Godiva unveils new drinks
Just in time to cool off for summer, a new chocolate drink is now available at Godiva Chocolatier. The Chocolixer is a blended drink made to order with Godiva chocolate. It's available in three flavors: dark chocolate decadence, milk chocolate latte and white chocolate raspberry. But like most chocolate drinks, they can pack on the calories and fat. The 12-ounce Godiva Dark Chocolate Decadence Chocolixer has 660 calories, 30 grams of fat and 14 grams of saturated fat. It sells for $4.50.

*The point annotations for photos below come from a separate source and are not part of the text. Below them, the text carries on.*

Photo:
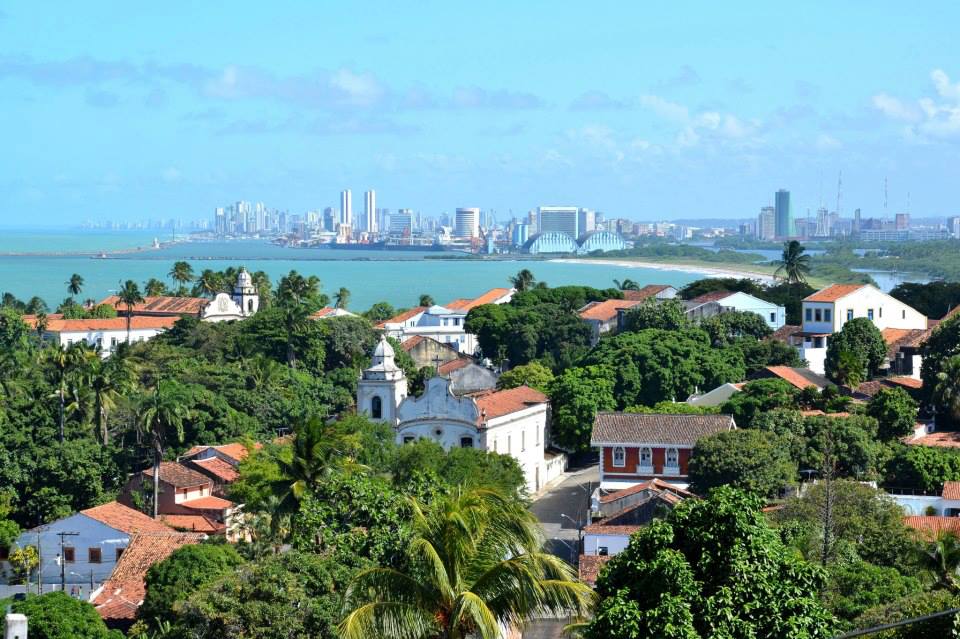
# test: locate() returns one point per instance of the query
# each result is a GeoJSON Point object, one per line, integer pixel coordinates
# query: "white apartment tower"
{"type": "Point", "coordinates": [467, 223]}
{"type": "Point", "coordinates": [346, 208]}
{"type": "Point", "coordinates": [370, 211]}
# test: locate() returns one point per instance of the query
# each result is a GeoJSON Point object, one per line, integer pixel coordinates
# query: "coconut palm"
{"type": "Point", "coordinates": [627, 285]}
{"type": "Point", "coordinates": [75, 285]}
{"type": "Point", "coordinates": [182, 274]}
{"type": "Point", "coordinates": [523, 280]}
{"type": "Point", "coordinates": [130, 296]}
{"type": "Point", "coordinates": [794, 265]}
{"type": "Point", "coordinates": [162, 413]}
{"type": "Point", "coordinates": [474, 566]}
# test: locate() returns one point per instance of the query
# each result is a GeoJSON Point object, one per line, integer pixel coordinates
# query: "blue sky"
{"type": "Point", "coordinates": [644, 110]}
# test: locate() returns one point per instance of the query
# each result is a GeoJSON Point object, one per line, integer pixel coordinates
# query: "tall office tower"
{"type": "Point", "coordinates": [784, 223]}
{"type": "Point", "coordinates": [586, 221]}
{"type": "Point", "coordinates": [467, 223]}
{"type": "Point", "coordinates": [370, 211]}
{"type": "Point", "coordinates": [559, 218]}
{"type": "Point", "coordinates": [346, 208]}
{"type": "Point", "coordinates": [767, 223]}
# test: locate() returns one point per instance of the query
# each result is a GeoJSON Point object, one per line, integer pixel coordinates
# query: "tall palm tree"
{"type": "Point", "coordinates": [342, 298]}
{"type": "Point", "coordinates": [794, 265]}
{"type": "Point", "coordinates": [523, 280]}
{"type": "Point", "coordinates": [627, 285]}
{"type": "Point", "coordinates": [182, 274]}
{"type": "Point", "coordinates": [475, 565]}
{"type": "Point", "coordinates": [75, 285]}
{"type": "Point", "coordinates": [162, 412]}
{"type": "Point", "coordinates": [130, 296]}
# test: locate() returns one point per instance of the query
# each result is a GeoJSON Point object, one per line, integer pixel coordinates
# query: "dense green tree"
{"type": "Point", "coordinates": [711, 568]}
{"type": "Point", "coordinates": [189, 568]}
{"type": "Point", "coordinates": [755, 461]}
{"type": "Point", "coordinates": [895, 412]}
{"type": "Point", "coordinates": [56, 615]}
{"type": "Point", "coordinates": [475, 563]}
{"type": "Point", "coordinates": [576, 397]}
{"type": "Point", "coordinates": [668, 315]}
{"type": "Point", "coordinates": [858, 341]}
{"type": "Point", "coordinates": [534, 375]}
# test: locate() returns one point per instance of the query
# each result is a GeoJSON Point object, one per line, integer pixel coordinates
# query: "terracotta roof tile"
{"type": "Point", "coordinates": [123, 518]}
{"type": "Point", "coordinates": [931, 527]}
{"type": "Point", "coordinates": [499, 403]}
{"type": "Point", "coordinates": [681, 430]}
{"type": "Point", "coordinates": [123, 593]}
{"type": "Point", "coordinates": [833, 292]}
{"type": "Point", "coordinates": [605, 311]}
{"type": "Point", "coordinates": [179, 475]}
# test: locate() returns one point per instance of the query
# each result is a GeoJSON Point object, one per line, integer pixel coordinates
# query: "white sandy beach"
{"type": "Point", "coordinates": [687, 268]}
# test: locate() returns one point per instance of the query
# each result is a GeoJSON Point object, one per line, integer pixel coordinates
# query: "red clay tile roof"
{"type": "Point", "coordinates": [179, 475]}
{"type": "Point", "coordinates": [123, 593]}
{"type": "Point", "coordinates": [606, 310]}
{"type": "Point", "coordinates": [123, 518]}
{"type": "Point", "coordinates": [833, 292]}
{"type": "Point", "coordinates": [109, 324]}
{"type": "Point", "coordinates": [495, 404]}
{"type": "Point", "coordinates": [162, 305]}
{"type": "Point", "coordinates": [931, 527]}
{"type": "Point", "coordinates": [941, 439]}
{"type": "Point", "coordinates": [224, 471]}
{"type": "Point", "coordinates": [679, 430]}
{"type": "Point", "coordinates": [589, 567]}
{"type": "Point", "coordinates": [646, 292]}
{"type": "Point", "coordinates": [951, 490]}
{"type": "Point", "coordinates": [193, 523]}
{"type": "Point", "coordinates": [207, 503]}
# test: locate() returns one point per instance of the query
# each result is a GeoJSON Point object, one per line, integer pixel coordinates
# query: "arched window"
{"type": "Point", "coordinates": [619, 456]}
{"type": "Point", "coordinates": [673, 457]}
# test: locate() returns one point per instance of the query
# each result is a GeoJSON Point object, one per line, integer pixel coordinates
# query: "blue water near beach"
{"type": "Point", "coordinates": [397, 277]}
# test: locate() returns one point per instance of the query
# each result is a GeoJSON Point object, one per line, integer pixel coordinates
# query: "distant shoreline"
{"type": "Point", "coordinates": [719, 271]}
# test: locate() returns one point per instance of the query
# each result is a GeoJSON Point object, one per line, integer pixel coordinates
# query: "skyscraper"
{"type": "Point", "coordinates": [784, 222]}
{"type": "Point", "coordinates": [346, 208]}
{"type": "Point", "coordinates": [467, 223]}
{"type": "Point", "coordinates": [370, 211]}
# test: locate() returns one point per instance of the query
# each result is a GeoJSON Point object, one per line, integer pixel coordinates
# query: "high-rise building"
{"type": "Point", "coordinates": [370, 211]}
{"type": "Point", "coordinates": [767, 223]}
{"type": "Point", "coordinates": [467, 223]}
{"type": "Point", "coordinates": [564, 219]}
{"type": "Point", "coordinates": [784, 222]}
{"type": "Point", "coordinates": [346, 208]}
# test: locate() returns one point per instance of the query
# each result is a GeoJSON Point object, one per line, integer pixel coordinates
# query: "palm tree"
{"type": "Point", "coordinates": [626, 285]}
{"type": "Point", "coordinates": [475, 565]}
{"type": "Point", "coordinates": [794, 265]}
{"type": "Point", "coordinates": [162, 411]}
{"type": "Point", "coordinates": [182, 274]}
{"type": "Point", "coordinates": [154, 287]}
{"type": "Point", "coordinates": [75, 285]}
{"type": "Point", "coordinates": [130, 296]}
{"type": "Point", "coordinates": [523, 281]}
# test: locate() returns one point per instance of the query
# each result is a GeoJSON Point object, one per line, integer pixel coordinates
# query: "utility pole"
{"type": "Point", "coordinates": [63, 560]}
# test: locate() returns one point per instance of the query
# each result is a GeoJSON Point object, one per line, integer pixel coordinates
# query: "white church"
{"type": "Point", "coordinates": [513, 422]}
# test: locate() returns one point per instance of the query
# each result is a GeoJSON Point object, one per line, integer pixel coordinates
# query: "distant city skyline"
{"type": "Point", "coordinates": [656, 114]}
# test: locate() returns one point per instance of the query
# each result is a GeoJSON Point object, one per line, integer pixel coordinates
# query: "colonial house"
{"type": "Point", "coordinates": [826, 311]}
{"type": "Point", "coordinates": [637, 447]}
{"type": "Point", "coordinates": [716, 302]}
{"type": "Point", "coordinates": [119, 598]}
{"type": "Point", "coordinates": [444, 324]}
{"type": "Point", "coordinates": [601, 317]}
{"type": "Point", "coordinates": [93, 541]}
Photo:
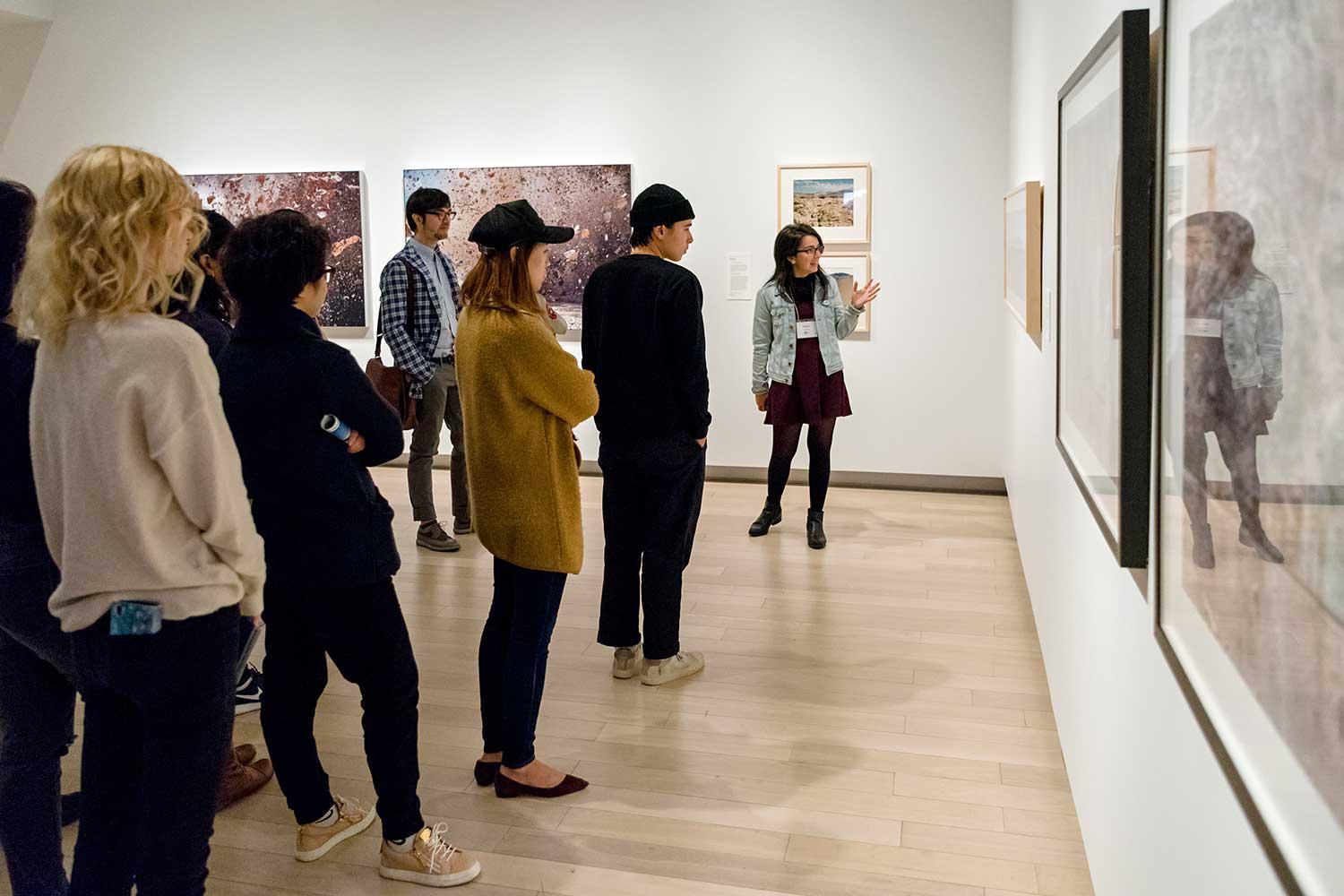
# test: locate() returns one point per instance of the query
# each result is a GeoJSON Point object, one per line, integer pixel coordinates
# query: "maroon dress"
{"type": "Point", "coordinates": [814, 397]}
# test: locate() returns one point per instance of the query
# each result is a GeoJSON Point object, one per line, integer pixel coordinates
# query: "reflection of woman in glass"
{"type": "Point", "coordinates": [1234, 373]}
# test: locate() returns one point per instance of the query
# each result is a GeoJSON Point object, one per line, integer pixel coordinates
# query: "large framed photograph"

Freezer pops beat the heat
If you're looking to create a fun frozen treat for kids, Ball, the makers of home canning products, have teamed with Disney and come up with Disney Ball Funsicle Kit and Disney Ball Jammin' Kit. The Funsicle kit features a Winnie the Pooh character mold to make freezer pops. All you need is to combine fresh crushed fruit, unsweetened fruit juice and honey with the Ball Fruit Jell Freezer Jam Pectin, pour it into the molds and freeze it. The Jammin' kit has all the fixings for kids to make their own freezer jam using their favorite fruits. The mixture is stored in a Mickey Mouse plastic jar in the refrigerator or freezer. The kits are available at Wal-Mart; the suggested price is $8.99.
Quick, easy meals
"Go Ahead Make My Dinner," a new competitive cooking show, premieres Monday on the Discovery Channel; it will air noon to 1 p.m. weekdays. In each episode, the show gives two chefs, out of a group of six from across the country, a culinary challenge. Real people provide the real-life challenges, such as getting kids to eat healthier or learning the best way to cook beef. The two chefs are given the same four ingredients and a few basics such as spices and oils and compete to make as many meals as possible in 20 minutes or less. Halfway through the challenge, a mystery ingredient is tossed in. The person who presented the cooking challenge chooses the winner. Marc Silverstein, who was a host of Food Network's "The Best Of" series, hosts the show.